Taman NegaraYou can come back down to the canopy walkway entrance if you’ve arranged a boat back to Kuala Tahan, or take a branch of the trail that leads to the Mutiara Taman Negara hotel where the park headquarters are. This is where we stayed and is probably the nicest hotel in the area as well as the most convenient.

It has rooms and cabins set in lovely grounds, a good restaurant and the only bar in Kuala Tahan, although we did hear from a couple of people that their hotel offered them a beer. Other eating options in Kuala Tahan village, which is a quick boat ride across the river from the Mutiara, are really just a series of floating restaurants along the shore. They are ok but fairly limited in choice, so after a couple of meals there we reverted to Western fare at the hotel restaurant.

Taman NegaraFrom the park headquarters/ hotel grounds there are lots of sign posts to other trails and both there and in the village, tours with guides are offered. Personally I think it’s no brainier to go out with a local guide as you’re much more likely to spot the flora of interest and hopefully some interesting fauna.

We didn’t expect to see wildlife like elephants and tigers on our hikes as know they are much deeper in the jungle, but there were birds, insects, lizards, monkeys and a few snakes. Ironically we saw the animal most people are keen to spot, the tapir, near to the hotel bar not long after arriving. Presumably it had also heard it was the only bar in the area.

Other things to do at Taman Negara include a boat rapids ride which isn’t the most exciting I’ve done but you do get pretty wet. You can also visit a village of the Orang Asli tribe, who live in huts made of Palm leaves but I’ll write a separate post about that as found it fascinating.

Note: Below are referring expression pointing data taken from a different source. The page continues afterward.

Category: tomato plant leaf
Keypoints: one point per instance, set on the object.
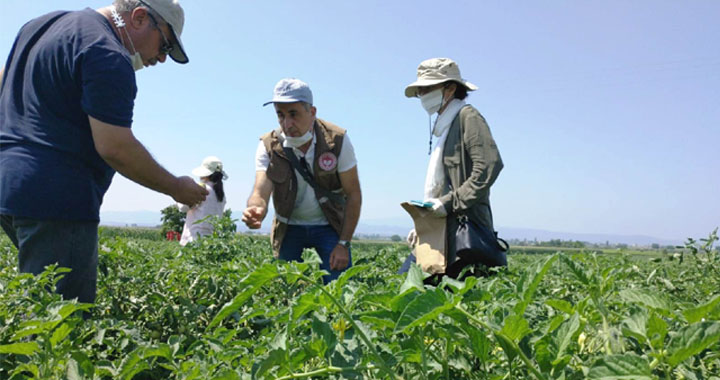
(649, 299)
(695, 314)
(252, 283)
(691, 340)
(628, 366)
(423, 308)
(25, 348)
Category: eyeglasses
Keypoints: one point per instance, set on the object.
(166, 47)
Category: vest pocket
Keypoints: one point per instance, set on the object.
(451, 161)
(278, 172)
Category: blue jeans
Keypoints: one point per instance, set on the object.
(322, 238)
(70, 244)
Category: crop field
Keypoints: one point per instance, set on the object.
(222, 308)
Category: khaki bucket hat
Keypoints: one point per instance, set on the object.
(437, 70)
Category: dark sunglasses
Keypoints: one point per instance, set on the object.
(166, 47)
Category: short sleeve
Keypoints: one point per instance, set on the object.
(262, 158)
(108, 86)
(347, 159)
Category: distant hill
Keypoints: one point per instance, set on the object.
(400, 226)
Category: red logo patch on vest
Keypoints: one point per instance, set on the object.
(327, 161)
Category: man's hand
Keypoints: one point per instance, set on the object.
(253, 216)
(437, 209)
(188, 192)
(412, 238)
(339, 258)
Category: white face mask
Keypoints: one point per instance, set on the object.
(432, 101)
(135, 58)
(297, 142)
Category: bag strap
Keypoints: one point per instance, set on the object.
(305, 173)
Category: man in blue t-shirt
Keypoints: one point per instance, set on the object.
(66, 105)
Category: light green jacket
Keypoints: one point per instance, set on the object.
(482, 162)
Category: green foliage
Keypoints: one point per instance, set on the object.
(222, 307)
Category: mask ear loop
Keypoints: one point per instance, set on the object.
(120, 24)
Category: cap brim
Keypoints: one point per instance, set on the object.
(411, 89)
(282, 101)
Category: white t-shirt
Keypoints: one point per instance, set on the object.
(307, 209)
(211, 206)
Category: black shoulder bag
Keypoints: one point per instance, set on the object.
(475, 243)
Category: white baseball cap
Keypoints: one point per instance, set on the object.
(210, 165)
(173, 14)
(291, 90)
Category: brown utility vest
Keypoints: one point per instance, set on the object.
(328, 139)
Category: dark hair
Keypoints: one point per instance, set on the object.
(216, 179)
(460, 90)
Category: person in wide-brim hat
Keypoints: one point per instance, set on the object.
(211, 176)
(464, 159)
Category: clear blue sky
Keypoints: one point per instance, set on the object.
(606, 113)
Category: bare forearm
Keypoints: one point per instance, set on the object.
(134, 162)
(352, 215)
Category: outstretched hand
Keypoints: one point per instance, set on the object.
(253, 217)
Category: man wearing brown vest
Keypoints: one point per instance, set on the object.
(308, 165)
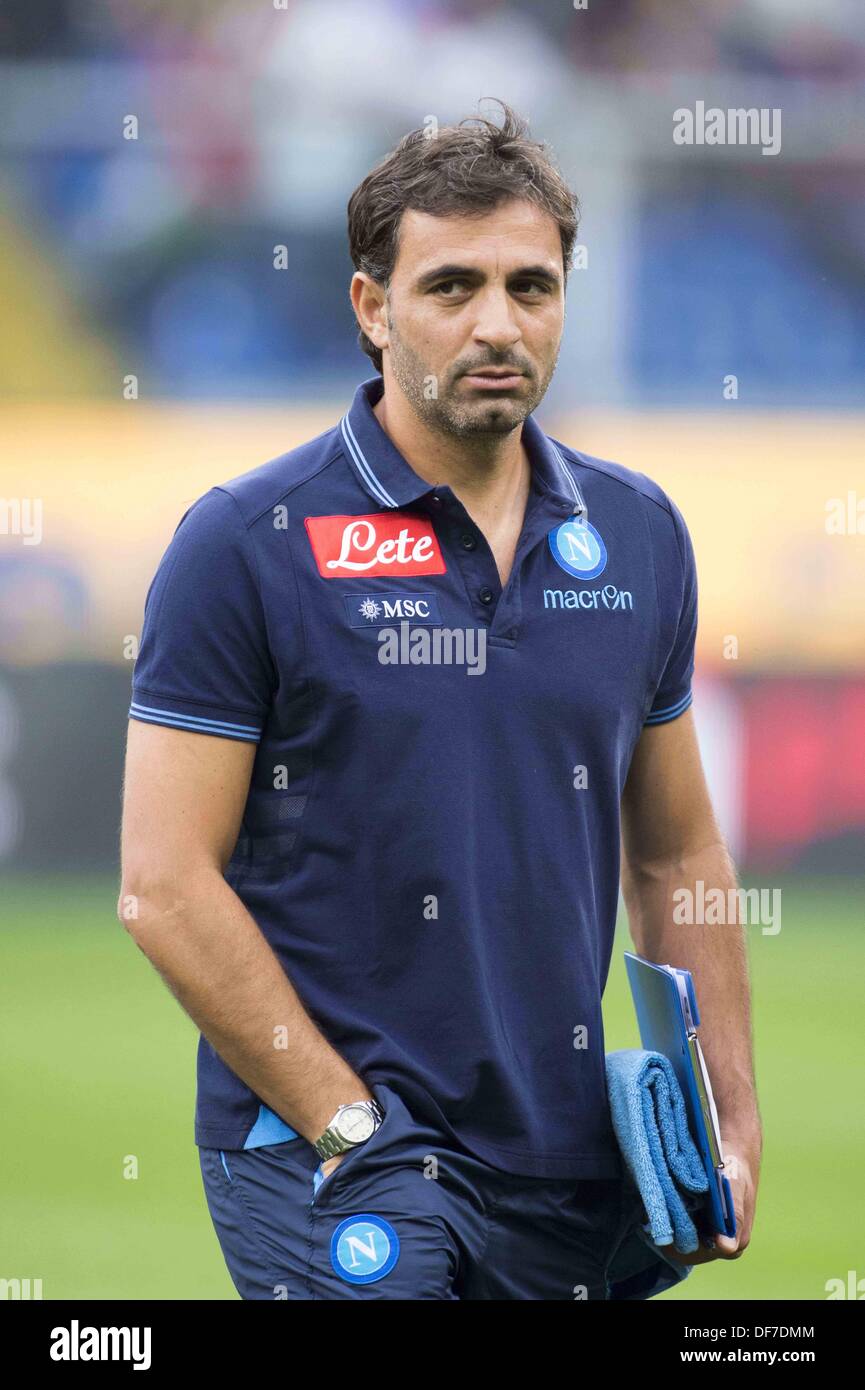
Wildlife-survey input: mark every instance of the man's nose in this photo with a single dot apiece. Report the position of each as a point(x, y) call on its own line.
point(495, 323)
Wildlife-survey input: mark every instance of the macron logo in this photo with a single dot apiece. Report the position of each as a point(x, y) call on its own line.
point(77, 1343)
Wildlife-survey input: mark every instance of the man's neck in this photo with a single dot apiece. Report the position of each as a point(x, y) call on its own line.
point(490, 474)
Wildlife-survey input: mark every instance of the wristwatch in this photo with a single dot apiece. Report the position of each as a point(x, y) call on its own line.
point(351, 1125)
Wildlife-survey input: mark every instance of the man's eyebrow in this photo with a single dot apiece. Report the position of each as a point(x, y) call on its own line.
point(455, 271)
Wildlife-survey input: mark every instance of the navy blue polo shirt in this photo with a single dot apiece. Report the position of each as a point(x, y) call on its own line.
point(431, 837)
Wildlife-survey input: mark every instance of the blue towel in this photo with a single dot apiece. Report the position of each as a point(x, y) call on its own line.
point(651, 1126)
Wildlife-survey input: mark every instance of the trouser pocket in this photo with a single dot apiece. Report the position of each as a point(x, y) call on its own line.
point(260, 1209)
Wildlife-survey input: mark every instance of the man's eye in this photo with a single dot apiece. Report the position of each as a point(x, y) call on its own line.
point(448, 285)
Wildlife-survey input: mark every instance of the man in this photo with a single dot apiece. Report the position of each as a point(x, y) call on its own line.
point(397, 691)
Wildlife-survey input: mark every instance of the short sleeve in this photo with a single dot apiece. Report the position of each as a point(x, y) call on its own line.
point(203, 660)
point(673, 694)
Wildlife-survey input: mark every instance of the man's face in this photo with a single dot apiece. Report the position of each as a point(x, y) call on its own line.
point(476, 307)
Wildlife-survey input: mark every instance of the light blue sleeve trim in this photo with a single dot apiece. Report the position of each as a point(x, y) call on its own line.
point(193, 722)
point(662, 716)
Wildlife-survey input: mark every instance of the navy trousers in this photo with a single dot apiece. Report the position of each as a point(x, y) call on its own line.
point(408, 1216)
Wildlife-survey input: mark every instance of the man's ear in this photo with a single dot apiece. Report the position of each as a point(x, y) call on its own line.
point(370, 307)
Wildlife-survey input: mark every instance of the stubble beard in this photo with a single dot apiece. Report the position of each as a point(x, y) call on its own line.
point(445, 412)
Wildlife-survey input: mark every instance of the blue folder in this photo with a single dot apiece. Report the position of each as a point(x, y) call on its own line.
point(668, 1018)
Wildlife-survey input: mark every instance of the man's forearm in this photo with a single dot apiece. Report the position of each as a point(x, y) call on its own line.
point(715, 955)
point(220, 968)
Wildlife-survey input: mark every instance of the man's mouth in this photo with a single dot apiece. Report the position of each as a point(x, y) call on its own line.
point(495, 378)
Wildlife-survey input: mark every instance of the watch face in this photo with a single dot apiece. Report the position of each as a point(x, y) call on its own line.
point(356, 1123)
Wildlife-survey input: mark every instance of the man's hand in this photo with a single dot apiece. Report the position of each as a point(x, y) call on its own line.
point(743, 1150)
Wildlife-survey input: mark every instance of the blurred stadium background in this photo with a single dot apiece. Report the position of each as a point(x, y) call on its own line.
point(155, 156)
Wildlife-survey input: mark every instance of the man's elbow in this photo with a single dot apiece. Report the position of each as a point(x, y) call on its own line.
point(152, 901)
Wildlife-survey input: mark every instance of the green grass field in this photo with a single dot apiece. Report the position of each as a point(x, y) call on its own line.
point(99, 1064)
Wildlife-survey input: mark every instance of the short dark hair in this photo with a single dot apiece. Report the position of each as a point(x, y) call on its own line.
point(470, 167)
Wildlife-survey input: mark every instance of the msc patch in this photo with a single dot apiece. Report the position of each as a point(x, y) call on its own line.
point(363, 1248)
point(376, 609)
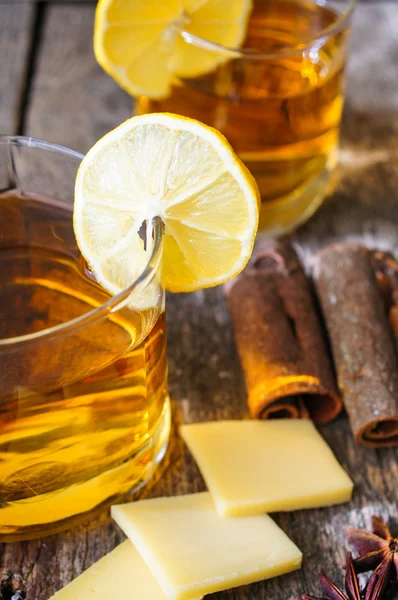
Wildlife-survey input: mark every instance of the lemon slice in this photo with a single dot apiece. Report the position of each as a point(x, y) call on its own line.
point(141, 45)
point(175, 168)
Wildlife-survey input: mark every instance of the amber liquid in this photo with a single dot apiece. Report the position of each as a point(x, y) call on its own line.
point(281, 115)
point(84, 414)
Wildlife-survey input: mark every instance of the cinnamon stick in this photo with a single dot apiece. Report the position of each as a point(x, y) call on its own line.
point(352, 295)
point(284, 356)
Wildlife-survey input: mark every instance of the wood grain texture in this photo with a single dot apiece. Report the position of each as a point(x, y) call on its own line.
point(15, 40)
point(73, 102)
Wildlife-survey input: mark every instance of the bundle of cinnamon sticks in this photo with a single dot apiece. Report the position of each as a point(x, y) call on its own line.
point(295, 333)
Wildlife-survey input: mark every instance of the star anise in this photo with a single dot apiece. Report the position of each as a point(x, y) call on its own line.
point(374, 548)
point(374, 590)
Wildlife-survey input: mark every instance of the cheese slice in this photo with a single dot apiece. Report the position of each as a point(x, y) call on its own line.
point(120, 575)
point(252, 467)
point(192, 551)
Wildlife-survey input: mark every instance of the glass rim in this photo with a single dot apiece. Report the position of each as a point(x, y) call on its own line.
point(258, 54)
point(114, 302)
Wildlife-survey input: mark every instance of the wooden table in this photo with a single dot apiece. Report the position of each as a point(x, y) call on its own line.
point(51, 87)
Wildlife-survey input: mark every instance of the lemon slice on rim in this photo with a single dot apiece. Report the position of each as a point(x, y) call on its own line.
point(141, 45)
point(175, 168)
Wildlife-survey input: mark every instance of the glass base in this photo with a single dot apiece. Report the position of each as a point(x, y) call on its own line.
point(286, 214)
point(50, 513)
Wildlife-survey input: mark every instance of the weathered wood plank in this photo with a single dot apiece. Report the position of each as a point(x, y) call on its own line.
point(15, 41)
point(74, 103)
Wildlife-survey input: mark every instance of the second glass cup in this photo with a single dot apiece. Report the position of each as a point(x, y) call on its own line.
point(278, 100)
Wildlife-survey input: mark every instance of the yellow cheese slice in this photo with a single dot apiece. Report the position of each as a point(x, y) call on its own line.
point(192, 551)
point(120, 575)
point(252, 467)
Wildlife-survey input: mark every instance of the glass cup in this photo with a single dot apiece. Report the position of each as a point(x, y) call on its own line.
point(278, 100)
point(84, 411)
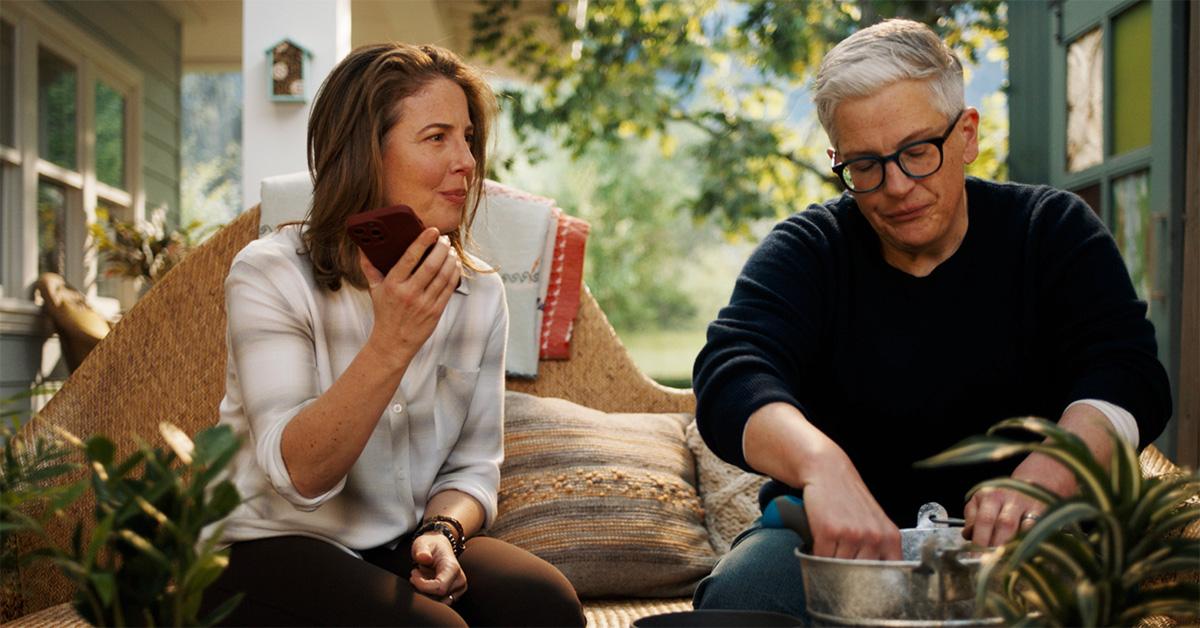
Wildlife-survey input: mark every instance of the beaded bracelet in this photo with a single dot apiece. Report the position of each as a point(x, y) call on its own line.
point(453, 521)
point(445, 530)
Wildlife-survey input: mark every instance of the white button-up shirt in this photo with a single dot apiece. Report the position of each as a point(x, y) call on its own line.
point(289, 339)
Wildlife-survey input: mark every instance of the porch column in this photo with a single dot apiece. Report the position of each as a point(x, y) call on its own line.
point(273, 132)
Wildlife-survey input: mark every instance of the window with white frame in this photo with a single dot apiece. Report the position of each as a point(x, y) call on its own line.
point(69, 150)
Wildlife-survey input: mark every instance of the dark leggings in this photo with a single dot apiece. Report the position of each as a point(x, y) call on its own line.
point(304, 581)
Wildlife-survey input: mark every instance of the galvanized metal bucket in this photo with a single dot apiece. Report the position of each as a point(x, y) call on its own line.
point(934, 585)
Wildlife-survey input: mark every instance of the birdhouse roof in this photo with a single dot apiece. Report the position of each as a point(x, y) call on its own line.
point(287, 41)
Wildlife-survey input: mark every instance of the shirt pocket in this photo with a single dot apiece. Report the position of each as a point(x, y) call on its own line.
point(456, 387)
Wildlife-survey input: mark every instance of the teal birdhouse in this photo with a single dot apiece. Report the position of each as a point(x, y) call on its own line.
point(287, 66)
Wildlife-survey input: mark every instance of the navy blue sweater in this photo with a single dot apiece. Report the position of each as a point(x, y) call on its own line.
point(1033, 311)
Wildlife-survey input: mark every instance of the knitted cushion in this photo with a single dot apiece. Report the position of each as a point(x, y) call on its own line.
point(731, 495)
point(607, 498)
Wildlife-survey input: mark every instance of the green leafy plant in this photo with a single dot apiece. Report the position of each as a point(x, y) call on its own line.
point(1108, 556)
point(144, 250)
point(144, 561)
point(33, 489)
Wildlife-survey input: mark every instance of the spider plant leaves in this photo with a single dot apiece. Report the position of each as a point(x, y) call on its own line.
point(1051, 521)
point(1099, 557)
point(1089, 603)
point(139, 561)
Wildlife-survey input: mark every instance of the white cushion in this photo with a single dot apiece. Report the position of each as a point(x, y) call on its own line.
point(286, 198)
point(514, 231)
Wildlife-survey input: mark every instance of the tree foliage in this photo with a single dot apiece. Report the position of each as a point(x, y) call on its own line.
point(723, 70)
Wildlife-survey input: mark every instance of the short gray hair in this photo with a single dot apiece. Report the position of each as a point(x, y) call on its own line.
point(881, 54)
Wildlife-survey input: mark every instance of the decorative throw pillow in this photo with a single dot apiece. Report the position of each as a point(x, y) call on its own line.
point(610, 500)
point(731, 495)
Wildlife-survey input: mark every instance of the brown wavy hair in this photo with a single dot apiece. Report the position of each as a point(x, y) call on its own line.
point(355, 107)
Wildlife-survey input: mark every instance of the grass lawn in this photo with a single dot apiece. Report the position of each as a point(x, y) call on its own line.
point(666, 356)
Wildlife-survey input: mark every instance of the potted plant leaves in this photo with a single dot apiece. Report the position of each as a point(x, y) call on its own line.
point(1122, 549)
point(143, 560)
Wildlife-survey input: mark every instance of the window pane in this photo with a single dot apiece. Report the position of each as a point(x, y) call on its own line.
point(1131, 79)
point(57, 87)
point(7, 84)
point(1091, 195)
point(1134, 232)
point(52, 223)
point(1085, 102)
point(109, 136)
point(106, 285)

Orang AsliThe easiest way to get there is to book with a Malaysian tour company like Han Travel. They have lots of options for varying numbers of days and nights and you can just take the transport or add a hotel, or do a full package with meals, activities and guide. We booked the latter online from home and going from KL it cost about £150 each for three days, two nights in a chalet at the Mutiara with transport from KL to Taman Negara and then on to the Cameron Highlands. Breakfast was at the hotel but lunch and dinner at the floating restaurant which we ditched for the second night. It also included all the activities I’ve mentioned and a guide which we thought was pretty good value, especially given the standard of the hotel.